The kernel and input shapes/workload mix.
GPU architecture and GPU model.
Driver + CUDA Toolkit version (CTK).
Build flags, compiler versions, and runtime environment.

In rare cases, improvements found in one search extend to other code and GPUs, but those cases typically require the search code to perform validation and be intentionally designed for cross-environment verification.

Expect failures (and handle them)#

Because ACFs affect compiler behavior, and because the search space has an intractable number of combinations and dependencies, applying ACFs may trigger compilation failures, compile hangs, numeric instability, and other unexpected behaviors.
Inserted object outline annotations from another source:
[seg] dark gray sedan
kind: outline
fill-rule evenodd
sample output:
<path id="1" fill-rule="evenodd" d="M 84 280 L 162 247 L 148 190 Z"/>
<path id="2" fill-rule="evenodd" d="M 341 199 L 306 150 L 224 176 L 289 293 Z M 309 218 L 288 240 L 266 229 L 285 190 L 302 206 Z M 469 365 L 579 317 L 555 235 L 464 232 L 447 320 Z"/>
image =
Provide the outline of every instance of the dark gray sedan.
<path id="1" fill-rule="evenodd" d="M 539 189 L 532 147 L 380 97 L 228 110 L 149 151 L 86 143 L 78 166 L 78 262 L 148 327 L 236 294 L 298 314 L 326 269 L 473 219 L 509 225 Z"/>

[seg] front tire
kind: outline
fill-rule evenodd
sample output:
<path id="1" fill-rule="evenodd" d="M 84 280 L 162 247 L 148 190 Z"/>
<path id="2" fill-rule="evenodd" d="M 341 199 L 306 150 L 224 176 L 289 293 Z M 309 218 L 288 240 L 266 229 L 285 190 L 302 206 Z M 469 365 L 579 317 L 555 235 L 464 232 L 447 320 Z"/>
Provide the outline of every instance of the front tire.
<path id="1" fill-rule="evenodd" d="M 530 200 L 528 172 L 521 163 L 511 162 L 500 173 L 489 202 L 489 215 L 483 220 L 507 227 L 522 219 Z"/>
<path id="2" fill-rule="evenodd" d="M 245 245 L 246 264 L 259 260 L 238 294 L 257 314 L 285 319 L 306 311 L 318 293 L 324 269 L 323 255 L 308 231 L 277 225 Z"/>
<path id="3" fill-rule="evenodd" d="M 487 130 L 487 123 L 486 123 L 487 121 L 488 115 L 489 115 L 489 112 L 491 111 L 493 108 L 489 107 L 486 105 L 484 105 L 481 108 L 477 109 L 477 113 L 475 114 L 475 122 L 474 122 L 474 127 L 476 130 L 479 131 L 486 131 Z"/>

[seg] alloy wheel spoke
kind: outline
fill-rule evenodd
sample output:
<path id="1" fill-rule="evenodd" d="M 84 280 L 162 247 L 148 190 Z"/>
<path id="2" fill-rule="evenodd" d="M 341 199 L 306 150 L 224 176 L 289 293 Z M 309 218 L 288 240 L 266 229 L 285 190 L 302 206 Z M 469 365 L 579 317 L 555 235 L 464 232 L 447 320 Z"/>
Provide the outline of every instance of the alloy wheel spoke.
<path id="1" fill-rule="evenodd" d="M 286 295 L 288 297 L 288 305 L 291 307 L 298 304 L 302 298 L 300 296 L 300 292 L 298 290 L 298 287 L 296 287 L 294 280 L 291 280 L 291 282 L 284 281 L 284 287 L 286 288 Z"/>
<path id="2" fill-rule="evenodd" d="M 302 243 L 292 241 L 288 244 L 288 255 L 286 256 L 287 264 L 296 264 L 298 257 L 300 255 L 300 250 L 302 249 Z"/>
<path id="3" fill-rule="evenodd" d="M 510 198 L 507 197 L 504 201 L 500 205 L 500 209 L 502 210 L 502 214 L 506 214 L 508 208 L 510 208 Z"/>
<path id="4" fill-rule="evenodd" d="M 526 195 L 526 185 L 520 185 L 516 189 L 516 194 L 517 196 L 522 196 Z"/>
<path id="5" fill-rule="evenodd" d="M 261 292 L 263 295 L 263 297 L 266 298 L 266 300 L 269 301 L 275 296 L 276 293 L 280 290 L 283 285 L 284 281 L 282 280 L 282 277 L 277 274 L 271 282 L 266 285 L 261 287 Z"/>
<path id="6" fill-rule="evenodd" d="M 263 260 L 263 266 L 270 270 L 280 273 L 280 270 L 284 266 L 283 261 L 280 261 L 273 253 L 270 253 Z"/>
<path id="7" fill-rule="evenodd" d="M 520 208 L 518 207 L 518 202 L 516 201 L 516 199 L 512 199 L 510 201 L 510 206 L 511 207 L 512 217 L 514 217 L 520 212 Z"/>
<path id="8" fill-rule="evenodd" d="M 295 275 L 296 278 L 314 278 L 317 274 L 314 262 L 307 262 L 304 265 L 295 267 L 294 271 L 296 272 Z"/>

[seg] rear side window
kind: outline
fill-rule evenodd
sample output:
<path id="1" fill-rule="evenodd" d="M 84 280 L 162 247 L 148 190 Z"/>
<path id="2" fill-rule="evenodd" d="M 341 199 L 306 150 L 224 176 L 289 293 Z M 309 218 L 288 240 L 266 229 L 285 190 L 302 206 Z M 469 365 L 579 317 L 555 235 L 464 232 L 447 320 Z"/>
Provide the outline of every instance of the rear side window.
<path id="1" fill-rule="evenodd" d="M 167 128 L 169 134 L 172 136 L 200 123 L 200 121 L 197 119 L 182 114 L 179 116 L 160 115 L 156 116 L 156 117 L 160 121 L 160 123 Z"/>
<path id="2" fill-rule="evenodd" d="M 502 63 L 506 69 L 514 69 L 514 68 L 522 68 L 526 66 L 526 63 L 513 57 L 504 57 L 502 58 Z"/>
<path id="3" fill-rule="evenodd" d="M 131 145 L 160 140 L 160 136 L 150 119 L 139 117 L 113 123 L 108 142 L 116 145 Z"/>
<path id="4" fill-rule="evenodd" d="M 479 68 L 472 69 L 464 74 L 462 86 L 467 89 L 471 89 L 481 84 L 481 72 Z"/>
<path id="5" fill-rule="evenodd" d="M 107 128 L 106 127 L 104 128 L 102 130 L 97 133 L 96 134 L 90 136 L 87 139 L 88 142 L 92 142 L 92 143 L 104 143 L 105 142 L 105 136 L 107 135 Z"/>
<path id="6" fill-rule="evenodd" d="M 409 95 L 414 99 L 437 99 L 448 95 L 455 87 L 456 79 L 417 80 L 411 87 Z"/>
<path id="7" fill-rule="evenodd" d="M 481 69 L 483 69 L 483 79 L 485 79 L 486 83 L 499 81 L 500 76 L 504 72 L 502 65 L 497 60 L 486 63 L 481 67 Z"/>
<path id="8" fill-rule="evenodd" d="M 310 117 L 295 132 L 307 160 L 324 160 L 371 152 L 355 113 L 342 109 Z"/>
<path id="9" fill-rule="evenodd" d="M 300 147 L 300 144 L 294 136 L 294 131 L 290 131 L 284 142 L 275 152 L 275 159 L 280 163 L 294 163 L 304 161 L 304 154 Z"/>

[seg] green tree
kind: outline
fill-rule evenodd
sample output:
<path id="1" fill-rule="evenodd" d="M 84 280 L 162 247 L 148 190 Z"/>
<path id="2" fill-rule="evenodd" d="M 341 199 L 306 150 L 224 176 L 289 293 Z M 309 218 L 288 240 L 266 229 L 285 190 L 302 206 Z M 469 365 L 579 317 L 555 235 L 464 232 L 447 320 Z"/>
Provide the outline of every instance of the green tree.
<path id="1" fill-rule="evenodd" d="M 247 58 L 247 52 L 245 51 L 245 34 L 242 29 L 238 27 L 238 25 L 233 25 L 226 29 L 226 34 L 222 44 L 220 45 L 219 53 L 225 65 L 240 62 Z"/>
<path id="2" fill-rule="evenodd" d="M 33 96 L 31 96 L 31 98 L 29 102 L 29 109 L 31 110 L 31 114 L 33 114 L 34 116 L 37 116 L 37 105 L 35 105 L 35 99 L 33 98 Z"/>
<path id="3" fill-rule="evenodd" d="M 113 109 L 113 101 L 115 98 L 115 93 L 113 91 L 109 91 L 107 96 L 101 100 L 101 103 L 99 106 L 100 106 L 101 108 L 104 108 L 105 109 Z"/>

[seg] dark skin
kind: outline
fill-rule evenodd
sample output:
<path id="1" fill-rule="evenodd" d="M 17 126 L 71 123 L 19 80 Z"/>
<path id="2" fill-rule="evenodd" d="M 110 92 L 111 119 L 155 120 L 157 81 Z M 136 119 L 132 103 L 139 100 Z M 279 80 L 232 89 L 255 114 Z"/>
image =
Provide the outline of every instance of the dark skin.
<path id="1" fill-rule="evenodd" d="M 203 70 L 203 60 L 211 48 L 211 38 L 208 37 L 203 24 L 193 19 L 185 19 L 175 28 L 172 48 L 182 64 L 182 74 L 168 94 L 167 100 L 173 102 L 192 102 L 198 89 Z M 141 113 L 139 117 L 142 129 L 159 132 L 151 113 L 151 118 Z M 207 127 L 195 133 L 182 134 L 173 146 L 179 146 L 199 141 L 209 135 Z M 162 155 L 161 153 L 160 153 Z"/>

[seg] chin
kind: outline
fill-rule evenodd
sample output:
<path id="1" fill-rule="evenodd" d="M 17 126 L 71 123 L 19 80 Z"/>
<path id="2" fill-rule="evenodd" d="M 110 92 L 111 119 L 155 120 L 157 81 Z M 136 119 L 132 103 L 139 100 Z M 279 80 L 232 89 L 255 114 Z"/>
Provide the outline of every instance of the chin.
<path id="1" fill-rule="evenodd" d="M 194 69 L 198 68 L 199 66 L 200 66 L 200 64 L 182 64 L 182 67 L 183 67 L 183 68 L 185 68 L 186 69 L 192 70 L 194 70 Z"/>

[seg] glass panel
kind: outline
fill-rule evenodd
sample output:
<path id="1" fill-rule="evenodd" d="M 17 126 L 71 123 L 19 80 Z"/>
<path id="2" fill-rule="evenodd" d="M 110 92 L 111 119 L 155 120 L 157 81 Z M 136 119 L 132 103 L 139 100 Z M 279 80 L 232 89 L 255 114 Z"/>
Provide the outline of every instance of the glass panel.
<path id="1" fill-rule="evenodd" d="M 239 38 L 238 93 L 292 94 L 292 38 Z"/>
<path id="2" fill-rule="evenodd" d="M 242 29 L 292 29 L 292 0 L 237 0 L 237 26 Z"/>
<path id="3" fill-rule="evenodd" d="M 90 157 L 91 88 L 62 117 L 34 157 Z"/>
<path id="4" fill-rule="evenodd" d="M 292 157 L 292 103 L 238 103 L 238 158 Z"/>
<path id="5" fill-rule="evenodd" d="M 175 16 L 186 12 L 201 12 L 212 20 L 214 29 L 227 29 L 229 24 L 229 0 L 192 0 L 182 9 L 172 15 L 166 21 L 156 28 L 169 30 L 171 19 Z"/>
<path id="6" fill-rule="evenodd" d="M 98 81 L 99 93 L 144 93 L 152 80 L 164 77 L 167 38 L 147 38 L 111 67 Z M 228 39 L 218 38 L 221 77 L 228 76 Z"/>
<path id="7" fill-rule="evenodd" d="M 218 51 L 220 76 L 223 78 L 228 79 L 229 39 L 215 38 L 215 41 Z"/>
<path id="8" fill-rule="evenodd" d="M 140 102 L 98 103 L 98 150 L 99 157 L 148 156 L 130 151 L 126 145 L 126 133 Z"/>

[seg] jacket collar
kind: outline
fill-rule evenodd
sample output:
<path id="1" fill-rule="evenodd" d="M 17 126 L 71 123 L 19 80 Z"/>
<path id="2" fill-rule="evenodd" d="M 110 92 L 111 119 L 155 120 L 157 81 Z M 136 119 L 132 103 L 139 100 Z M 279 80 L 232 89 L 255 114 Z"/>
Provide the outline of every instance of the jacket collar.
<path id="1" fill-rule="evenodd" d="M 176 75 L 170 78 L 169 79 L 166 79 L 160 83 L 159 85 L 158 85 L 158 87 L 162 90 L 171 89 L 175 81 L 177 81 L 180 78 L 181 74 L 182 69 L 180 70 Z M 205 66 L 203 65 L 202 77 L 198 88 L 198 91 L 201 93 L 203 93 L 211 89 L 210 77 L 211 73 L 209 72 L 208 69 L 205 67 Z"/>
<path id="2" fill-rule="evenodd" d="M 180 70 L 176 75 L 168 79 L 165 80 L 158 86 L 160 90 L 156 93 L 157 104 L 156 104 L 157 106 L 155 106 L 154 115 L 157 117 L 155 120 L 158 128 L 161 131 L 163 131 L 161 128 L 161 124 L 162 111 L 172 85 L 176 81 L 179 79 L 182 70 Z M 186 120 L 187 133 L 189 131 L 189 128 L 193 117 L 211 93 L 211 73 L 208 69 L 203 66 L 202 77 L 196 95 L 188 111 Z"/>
Your objective function should handle these gracefully to avoid crashing the search.

Common failure modes include:

Compile-time errors.
Compile-time hangs.
Runtime crashes.
Silent wrong answers (numerical instability).
Performance regressions.
Higher variance/non-determinism (thermal and scheduling effects).

As CompileIQ progresses through generations, it will weed out invalid regions of the search space and reduce the failure rate.

Minimum guardrails checklist#

With these warnings in mind, it is the user’s responsibility to implement guardrails such as:

Timeouts: hard timeouts for compilation and for the benchmark run.
Fail closed: if compilation fails, a timeout triggers, or correctness fails, mark the sample invalid (don’t crash the search).
Correctness validation: compare outputs against a known-good reference (with appropriate tolerances) across multiple inputs.
Repeatability: run multiple trials and aggregate (e.g., median) if the benchmark is noisy.
Logging: record the ACF, compiler versions, CTK/driver, GPU model, and benchmark configuration so results are reproducible.

When selecting a successful sample from the search, test it in the target deployment environment before shipping (same GPU model/arch, driver, CTK, clocks, and workload). Different systems may produce surprising results for the same kernel.

Standalone Examples#

Each example below follows this pattern: define an objective function, fetch a compiler search space, and run a CompileIQ search.

Example	Compiler	Metric	Docs
NVCC reduction	NVCC	Runtime (ms)	NVCC example
PTXAS spill reduction	PTXAS	Spill bytes	PTXAS example
Triton matmul	PTXAS via Triton	Runtime (ms)	Triton example
NVBench reduction	PTXAS via NVCC	Runtime (P75, NVBench)	Benchmarking

The PTXAS example is the simplest starting point — it only requires ptxas and runs on CPU (no GPU needed). The NVCC and Triton examples require a GPU to measure runtime.